Do the Right Thing might not have cured racism in Brooklyn but it introduced an entire generation of white kids to the music of Public Enemy. (See also: Malcolm X, Bamboozled, When the Levees Broke, 4 Little Girls, Jungle Fever and Chi-Raq).
And the latest Spike Lee joint, BlacKkKlansman, hitting screens at the Whistler Village 8 this week, might be among the best work of his career. Based (loosely) on a true story, BlacKkKlansman stars John David Washington (Denzel's son—slaying it) as Ron Stallworth, the first black police officer in the Colorado Springs department back in the late '70s.
Figuring the smartest course of action is to swing for the fences, Stallworth decides to infiltrate the Ku Klux Klan. It's as easy as picking up the phone, but soon Ron recruits a more seasoned (white and Jewish) colleague as a stand-in for Klan events and meetings. What could possibly go wrong?Lee is an audacious filmmaker, fearless and creatively rambunctious with jump cuts and unexpected juxtapositions, but when he finds a groove, he can lock the viewers in and ride/crash them into any revelation he pleases. And he does it here. BlacKkKlansman has the feel of a screwball comedy, the tension of a heist flick, and an emotional resonance that cuts the crap.
The easy discussion around BlacKkKlansman is about how it ties into the state of race relations in today's Trumped-up America. Lee expects this, and finishes his film in a way that ensures it. But the reality is that even though the events depicted happened in the 1970s and Ron Stallworth's source-material book was written in 2014, the point here transcends current events, and instead acts as a look at systemic oppression over the ages, and a provocation for change.
BlacKkKlansman is, like most of Lee's work, a "big picture" story. And, in this day and age, with the online echo chambers and media fear-mongering, it's refreshing to watch a film that easily sees the cultural trainwreck right in front of it, but hasn't forgot to check the rearview for context and insight. BlacKkKlansman is worth a look.
The other flick opening this week, speaking of trainwrecks, is Kin, a sci-fi crime thriller about a working class kid who finds an alien-tech laser gun, or something. I only saw the trailer but it looks like some space bad guys show up, there's sibling rivalry (or is it love?) and Zoe Kravitz. Then James Franco pops in. The plot looks as smooth as scrambled eggs, so proceed with caution here.
The Stream of the Week is Summer of 84, a brand new, Canadian-made teenage coming-of-age thriller based on the idea that every serial killer lives next door to someone, and it might be you.

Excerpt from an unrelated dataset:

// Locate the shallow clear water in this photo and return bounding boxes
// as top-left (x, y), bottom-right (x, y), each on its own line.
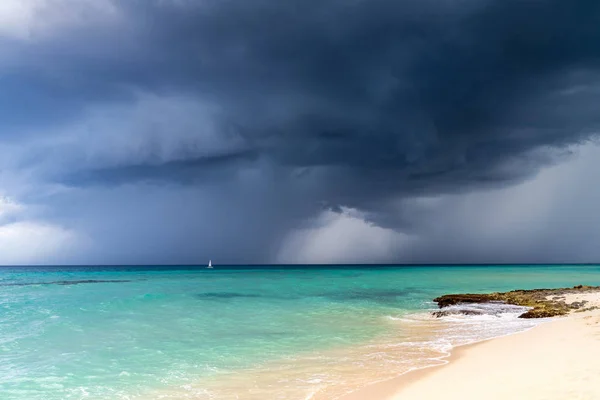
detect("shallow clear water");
top-left (1, 265), bottom-right (599, 399)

Davy is a typical '80s 15-year-old with sex-obsessed friends, a sick BMX, and a foxy, couple-years-older girl next door who sometimes changes with the blinds up. Life is good, until Davy starts thinking that the friendly cop in his cul-de-sac is actually a serial killer who's burying dead kids in his yard. What evil lurks in the suburbs of America? Davy and his crew set out to find out...
The concept is not new—Hitchcock set the mould for voyeur thrillers in 1954's Rear Window (see also Brian De Palma's Body Double, Philip Noyce's Sliver, Tom Hanks in The 'Burbs, the classic Simpsons episode "Bart of Darkness" and the more recent and similar 2007 Shia LaBeouf vehicle, Disturbia), but Quebec filmmaking team RKSS (Anouk Whissell, Francois Simard and Yoann-Karl Whissell) make a solid entry into the subgenre.
This is the team behind the incredible piece of post-apoco-cinema-nostalgia Turbo Kid, except this time out they transcend their own style-over-substance roots (and the Stranger Things comparisons) with solid acting, real tension (the soundtrack slays) and the kind of ending that will piss off as many film fans as it hooks. Summer of 84 is derivative, but for a late-night thriller that makes you lock the door before you go to bed, it slays.